210cm straight skis from 1985 still "work" but there have been huge improvements. Same with bikes. Not to mention ridiculous weight differences.
My Joshua Z1 is full-suspension and I still have the ad from where I bought it that says 24.5 lbs - it's heavier now due to liners in tires and not always replacing parts with lightest version.
Newer full-suspension bikes tend to be heavier, most are in 28-32 lb. range, although you can spend a lot to get a little lighter. I realize that newer bikes also have suspension with more travel that works better, bigger (both diameter and width) tires and even lower end models have disc brakes that work better, but also are heavier and prone to new set of problems.
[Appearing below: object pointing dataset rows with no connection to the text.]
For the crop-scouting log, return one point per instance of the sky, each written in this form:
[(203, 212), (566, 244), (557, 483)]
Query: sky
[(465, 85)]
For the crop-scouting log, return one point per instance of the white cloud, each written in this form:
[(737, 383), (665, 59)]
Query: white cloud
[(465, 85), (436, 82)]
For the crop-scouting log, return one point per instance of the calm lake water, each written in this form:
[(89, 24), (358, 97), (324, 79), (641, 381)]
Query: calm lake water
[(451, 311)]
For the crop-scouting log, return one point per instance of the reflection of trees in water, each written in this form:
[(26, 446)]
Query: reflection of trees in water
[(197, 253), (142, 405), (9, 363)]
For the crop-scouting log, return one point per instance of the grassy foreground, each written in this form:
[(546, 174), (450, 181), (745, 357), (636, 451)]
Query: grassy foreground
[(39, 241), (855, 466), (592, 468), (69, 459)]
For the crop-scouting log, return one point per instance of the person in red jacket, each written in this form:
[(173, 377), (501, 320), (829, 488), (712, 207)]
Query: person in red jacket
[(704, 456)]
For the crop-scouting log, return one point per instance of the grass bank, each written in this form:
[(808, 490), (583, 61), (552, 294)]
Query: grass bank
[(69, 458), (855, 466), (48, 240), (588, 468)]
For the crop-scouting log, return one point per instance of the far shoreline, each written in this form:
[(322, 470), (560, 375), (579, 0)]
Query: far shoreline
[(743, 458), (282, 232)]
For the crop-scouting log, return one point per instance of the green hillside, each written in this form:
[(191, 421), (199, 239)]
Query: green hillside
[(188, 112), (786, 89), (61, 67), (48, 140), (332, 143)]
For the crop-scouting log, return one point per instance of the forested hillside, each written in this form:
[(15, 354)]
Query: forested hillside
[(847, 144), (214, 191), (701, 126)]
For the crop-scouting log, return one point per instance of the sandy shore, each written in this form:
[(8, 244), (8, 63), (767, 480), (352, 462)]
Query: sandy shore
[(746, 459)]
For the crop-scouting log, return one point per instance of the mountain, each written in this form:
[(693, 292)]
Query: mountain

This is a familiar pattern. You are in the (understandable) clinging / rationalizing phase. If you went out and did a whole multi-hour ride on a contemporary high-quality FS bike that was set up correctly for you, every subsequent ride on your Joshua would likely be profoundly frustrating, weight savings or no weight savings. At some level you probably know this. That's fine. A new bike is very expensive. Most of us can't just go out and pick one up without a lot of financial planning ahead of time. But that reality doesn't make it accurate to say that a 1997 FS bike has any meaningful performance or function advantages over a 2015 FS bike, any more than a 1997 "shaped ski" has advantages over a 2015 shaped ski. If the newer bikes are heavier, it's because the weight adds so much value that it's worth it to the vast majority of riders. And those for whom it's NOT worth it are all on hard tails, which can be REALLY light.